К вечеру распогодилось; я поднялся на холм, возвышавшийся над заливом, и в подзорную трубу увидел Эбербинга и Кудлу, медленно продвигавшихся неподалеку от того места, где было сооружено наше второе иглу. Всю эту ночь и следующий день я почти не мог шевельнуться, обессилев из-за нехватки пищи. Весь мой дневной рацион состоял из кусочка китовой кожи.
Вечером я пошел к Угарнгу. Он только что вернулся с охоты на тюленей, просидев два дня и ночь у тюленьей полыньи. Но единственной наградой за все его терпение и труды было то, что он увидел, как тюлень появился из-подо льда, сделал вдох и опять исчез. Что же касается Угарнга, то одним разочарованным иннуитом стало больше. Но он отнесся к этому разочарованию как истинный философ, сказав на родном языке: «Завтра утром снова пойду».
И действительно, утром, которое было на редкость хорошим, Угарнг опять отправился на промысел. Но и на следующий день он возвратился с пустыми руками, хотя просидел у полыньи всю ночь. Для нас это было большой бедой. Мы теперь не могли даже развести огонь, пока не добудем тюленя. Посетив иглу Угарнга, я убедился, что у него положение не лучше нашего. Его жена Никуджар сидела в одиночестве, если не считать ее ребенка от Угарнга и Кукуйер — дочери от другого мужа. Света у них не было. Ребенок вел себя беспокойно; по словам матери, он был голоден. — «Моя молока нет. Мясо конец. Ворвань тоже. Есть нечего. Свету нет. Тепла нет. Надо ждать тюлень».

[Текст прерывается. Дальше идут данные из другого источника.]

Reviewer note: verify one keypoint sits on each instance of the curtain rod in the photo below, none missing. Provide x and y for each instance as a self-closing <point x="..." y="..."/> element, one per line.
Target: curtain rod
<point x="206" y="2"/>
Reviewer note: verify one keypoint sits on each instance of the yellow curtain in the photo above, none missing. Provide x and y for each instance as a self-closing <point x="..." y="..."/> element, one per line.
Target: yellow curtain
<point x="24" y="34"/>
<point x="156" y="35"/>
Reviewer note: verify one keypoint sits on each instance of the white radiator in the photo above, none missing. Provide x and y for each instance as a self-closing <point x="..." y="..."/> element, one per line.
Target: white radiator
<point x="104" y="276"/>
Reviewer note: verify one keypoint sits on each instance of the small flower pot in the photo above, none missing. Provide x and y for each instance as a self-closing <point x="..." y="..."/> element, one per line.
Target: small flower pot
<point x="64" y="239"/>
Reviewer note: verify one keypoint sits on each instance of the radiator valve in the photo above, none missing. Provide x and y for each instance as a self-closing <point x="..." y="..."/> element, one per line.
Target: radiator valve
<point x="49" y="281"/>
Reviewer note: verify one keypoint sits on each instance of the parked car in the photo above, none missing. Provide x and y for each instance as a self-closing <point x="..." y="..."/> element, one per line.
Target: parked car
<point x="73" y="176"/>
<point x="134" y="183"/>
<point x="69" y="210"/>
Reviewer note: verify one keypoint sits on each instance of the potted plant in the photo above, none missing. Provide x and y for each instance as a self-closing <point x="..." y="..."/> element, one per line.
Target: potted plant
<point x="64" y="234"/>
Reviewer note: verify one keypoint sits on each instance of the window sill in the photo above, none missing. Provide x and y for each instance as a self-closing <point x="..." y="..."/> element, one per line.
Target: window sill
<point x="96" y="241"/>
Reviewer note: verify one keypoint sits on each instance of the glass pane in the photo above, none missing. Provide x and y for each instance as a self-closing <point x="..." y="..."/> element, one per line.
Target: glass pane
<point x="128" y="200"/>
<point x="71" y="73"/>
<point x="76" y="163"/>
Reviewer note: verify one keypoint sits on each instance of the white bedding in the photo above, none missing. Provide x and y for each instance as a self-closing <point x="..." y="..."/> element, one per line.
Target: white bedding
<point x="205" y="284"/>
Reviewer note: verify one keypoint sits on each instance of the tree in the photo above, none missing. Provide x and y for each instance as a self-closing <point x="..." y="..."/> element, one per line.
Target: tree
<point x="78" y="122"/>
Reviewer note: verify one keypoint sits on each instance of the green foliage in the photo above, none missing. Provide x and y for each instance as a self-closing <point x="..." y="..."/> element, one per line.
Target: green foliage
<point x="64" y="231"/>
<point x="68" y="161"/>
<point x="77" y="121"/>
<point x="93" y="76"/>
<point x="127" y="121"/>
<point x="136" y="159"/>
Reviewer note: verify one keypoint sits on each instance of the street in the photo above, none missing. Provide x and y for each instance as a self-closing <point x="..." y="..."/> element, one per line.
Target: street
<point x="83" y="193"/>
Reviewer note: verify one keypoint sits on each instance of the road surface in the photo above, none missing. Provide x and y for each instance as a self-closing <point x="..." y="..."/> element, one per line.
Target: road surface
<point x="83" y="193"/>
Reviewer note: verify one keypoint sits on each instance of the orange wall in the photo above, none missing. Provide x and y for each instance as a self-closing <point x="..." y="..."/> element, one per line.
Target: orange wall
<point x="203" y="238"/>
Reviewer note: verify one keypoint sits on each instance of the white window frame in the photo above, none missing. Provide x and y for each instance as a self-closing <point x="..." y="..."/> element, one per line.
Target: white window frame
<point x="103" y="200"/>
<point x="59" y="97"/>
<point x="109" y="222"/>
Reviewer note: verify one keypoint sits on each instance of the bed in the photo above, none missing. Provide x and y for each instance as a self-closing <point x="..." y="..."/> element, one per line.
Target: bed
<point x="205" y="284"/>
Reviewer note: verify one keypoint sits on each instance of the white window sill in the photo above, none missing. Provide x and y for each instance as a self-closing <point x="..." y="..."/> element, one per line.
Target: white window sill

Пока я ждал, пришла вторая жена Угарнга и сообщила, что охотники все еще сидят у полыньи. Вскоре возвратился другой эскимос, Джек, и тоже с пустыми руками. Печально, очень печально! Сам я находился в тяжелом состоянии и чувствовал себя отвратительно. Но хуже всего было видеть мучения этих несчастных людей и сознавать, что ничем не сможешь им помочь, пока не появится Эбербинг и не принесет продуктов с корабля. У меня остался только кусок черной кожи, который я и грыз с наслаждением. Теперь я мог бы съесть все, что дало бы необходимое количество калорий и превратилось бы в кости и мышцы. Как-то ночью я спросил Тукулито, нельзя ли мне отведать висевшие в иглу почерневшие объедки. Я знал, что женщина оставила их для собак, но был так голоден, что мне страшно хотелось их съесть. Тукулито ответила, что не может даже вообразить, как я стану есть такую дрянь. От одной мысли об этом ее чуть не стошнило. И я больше не настаивал. Но вскоре эти объедки исчезли. Пьюнни (третья жена Угарнга) препроводила их в свой желудок!
Угарнг вернулся поздно и опять с пустыми руками, Тукулито подала ему только чашку чаю, какой она сумела приготовить. У нас не было ни нужного света, ни топлива, чтобы подать хороший чай. Подкрепившись этим напитком, Угарнг сразу же опять отправился на промысел.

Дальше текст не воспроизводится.